Psyschologist Smiljana Grujic: “The Presence of Parents has a Healing Effect for Child’s Fears”
With the desire to provide support to parents and caregivers in this challenging period, our psychologist and psychotherapist Smiljana Grujic will respond to some common parent dilemmas. We hope that our new section “Parenting FAQ” is useful and interesting! If you want to ask Smiljana Grujic a question, feel free to write to us in the comment section below, and we will include an answer to your question in the next blog.
1.“Sometimes I’m sad, and I simply get crushed by worry during the day. How can I explain to my child why that is happening?”
When you are a parent, you have a right to be sad. Additionally, your child can see when you are sad. Sadness is an essential part of life, like any other emotion. Sadness is not the bogeyman. Parents usually don’t like letting their children see them when they are sad, they think they will in this way “spoil” the happy upbringing of their children. Usually, they believe that sadness is an emotion which is dealt with in more mature parts of life, and often they don’t like showing it in front of children.
What are the parents teaching the children by doing this? That sadness needs to be covered up, put away, hidden.
And children often do not know what to do with that emotion when it overtakes them. And they will know how to deal with it only if their parents teach them. Not just by telling them, but also by example. When parents accept the emotion and are not ashamed to show it in front of children, they teach children to manage the emotion and that they are also entitled to it. And that is relaxing, the fact that your parent is not telling you: “Don’t be sad, there’s no need”.
It’s important to know that it is not good to be sad continuously and to let sadness color your days and nights. We recommend you find time for it. Share with your child that some situation made you sad, draw your sadness, give it a name and use that opportunity to let the child do the same. If you accept that your emotional states are okay, you teach your child the same thing.

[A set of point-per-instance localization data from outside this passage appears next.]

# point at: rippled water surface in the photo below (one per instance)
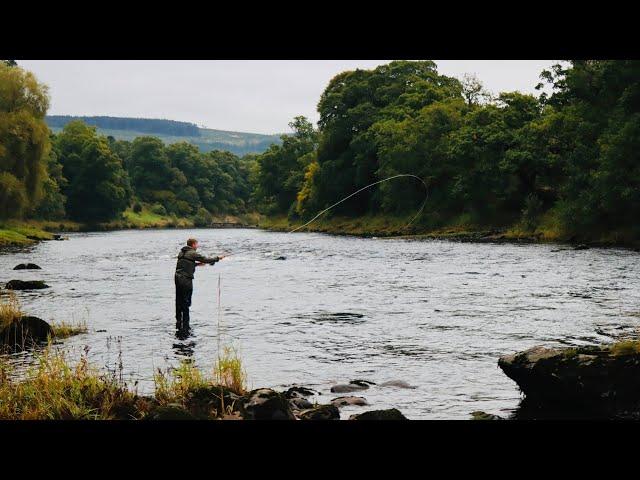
(432, 313)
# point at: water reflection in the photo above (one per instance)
(432, 313)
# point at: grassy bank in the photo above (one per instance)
(59, 389)
(28, 232)
(22, 233)
(395, 226)
(549, 229)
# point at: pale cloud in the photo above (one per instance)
(259, 96)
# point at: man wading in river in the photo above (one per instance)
(188, 260)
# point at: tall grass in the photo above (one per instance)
(56, 389)
(229, 372)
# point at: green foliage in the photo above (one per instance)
(24, 140)
(98, 186)
(203, 218)
(204, 139)
(566, 162)
(281, 169)
(158, 209)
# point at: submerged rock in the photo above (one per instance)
(299, 403)
(25, 285)
(390, 414)
(296, 392)
(345, 401)
(397, 384)
(321, 412)
(478, 415)
(265, 404)
(352, 386)
(24, 333)
(27, 266)
(600, 380)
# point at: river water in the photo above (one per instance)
(436, 314)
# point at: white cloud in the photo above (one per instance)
(251, 96)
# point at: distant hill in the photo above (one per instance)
(170, 131)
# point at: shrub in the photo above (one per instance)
(158, 209)
(203, 218)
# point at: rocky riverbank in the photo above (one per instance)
(581, 382)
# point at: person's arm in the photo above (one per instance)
(202, 259)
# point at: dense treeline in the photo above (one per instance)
(83, 176)
(144, 125)
(566, 161)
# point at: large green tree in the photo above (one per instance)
(98, 186)
(24, 140)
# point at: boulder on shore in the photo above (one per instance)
(297, 392)
(25, 285)
(172, 411)
(24, 333)
(265, 404)
(390, 414)
(321, 412)
(599, 378)
(27, 266)
(352, 386)
(346, 401)
(299, 403)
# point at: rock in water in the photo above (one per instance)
(344, 401)
(397, 384)
(347, 387)
(352, 386)
(390, 414)
(299, 403)
(27, 266)
(25, 285)
(321, 412)
(296, 392)
(265, 404)
(25, 333)
(478, 415)
(601, 378)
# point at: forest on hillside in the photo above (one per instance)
(146, 125)
(565, 160)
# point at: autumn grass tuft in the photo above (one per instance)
(56, 389)
(229, 372)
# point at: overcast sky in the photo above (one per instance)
(249, 96)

2. “What to do when the neighbors mind the kids? We are very stressed about it. We respect the house rules, but I have a feeling they will always be bothered by something,” – mom Ljubica
In these times, the majority of people are scared, angry, and need for safety and certainty. I would like you to start with the fact that your neighbors are having a hard time in this new situation and that they are more sensitive. When you start from that, the next step would be to consider what is something that you could do in this situation which frustrates you further. Respect house rules, that is completely fine. You could write a letter to the neighbors in which you will show understanding of disruption caused by the children, and at the same time ask them for understanding. By considering their perspective, you help them consider yours. And sometimes that is enough. When you do everything in your power, it will be easier for you to accept the fact that your children have their own needs, and that the neighbors’ dissatisfaction is their concern.
“Since the beginning of the pandemic, our 12-year-old girl has developed a serious fear of death. How do we help her?”
Children of various ages gradually learn about the concept of death. At this age, children understand that death is not a place from which someone is coming back. Twelve-year-olds understand the concept of death, and this fact leads to fear of death. In this case, the threat is specific, because death is talked about more during this period than usual.
When it comes to the fear of death, the role of the parent is very important.
Parents often get scared when they see this fear because they are scared of death too. They think it will help children if they reassure them. They say “You have nothing to be afraid of”, or “We will all die someday” or “You are being silly”. That is not constructive, we are telling the child that fear is undesirable, and that it should be buried, the further away, the better. Avoiding talking about this topic leads the child to believe that this event is so scary that it should not be talked about. This increases fear. You should share your honest opinions with children.
Also, it is helpful when parents are willing to talk about this topic without mincing words or evading. Child’s questions, dilemmas should be taken seriously, the child needs support in understanding fears, like everything else that is a part of its world. That is one of the ways for children to get to know their feelings. And that is a path to learning and finding a way to manage emotions. The child needs for its experiences to be acknowledged, at all the stages and phases it is in.
The presence of parents in emotional situations has a healing effect.
If support is lacking, the child’s fears persevere and multiply over time. The child overcomes different challenges most easily when it can share its fears, worries, thoughts and when the person who it is sharing its state of mind is not assessing, analyzing, criticizing. When a child can share with adults who are important in its life, and they are most often the parents, fears decrease, just like when happiness is shared – it increases.
Smiljana Grujic is the program manager of the Novak Djokovic Foundation and is a psychologist and psychotherapist by profession. Her focus is on compassionate communication and emotion management. Smiljana heads the Support, not perfection program which supports parents of children aged 0-6.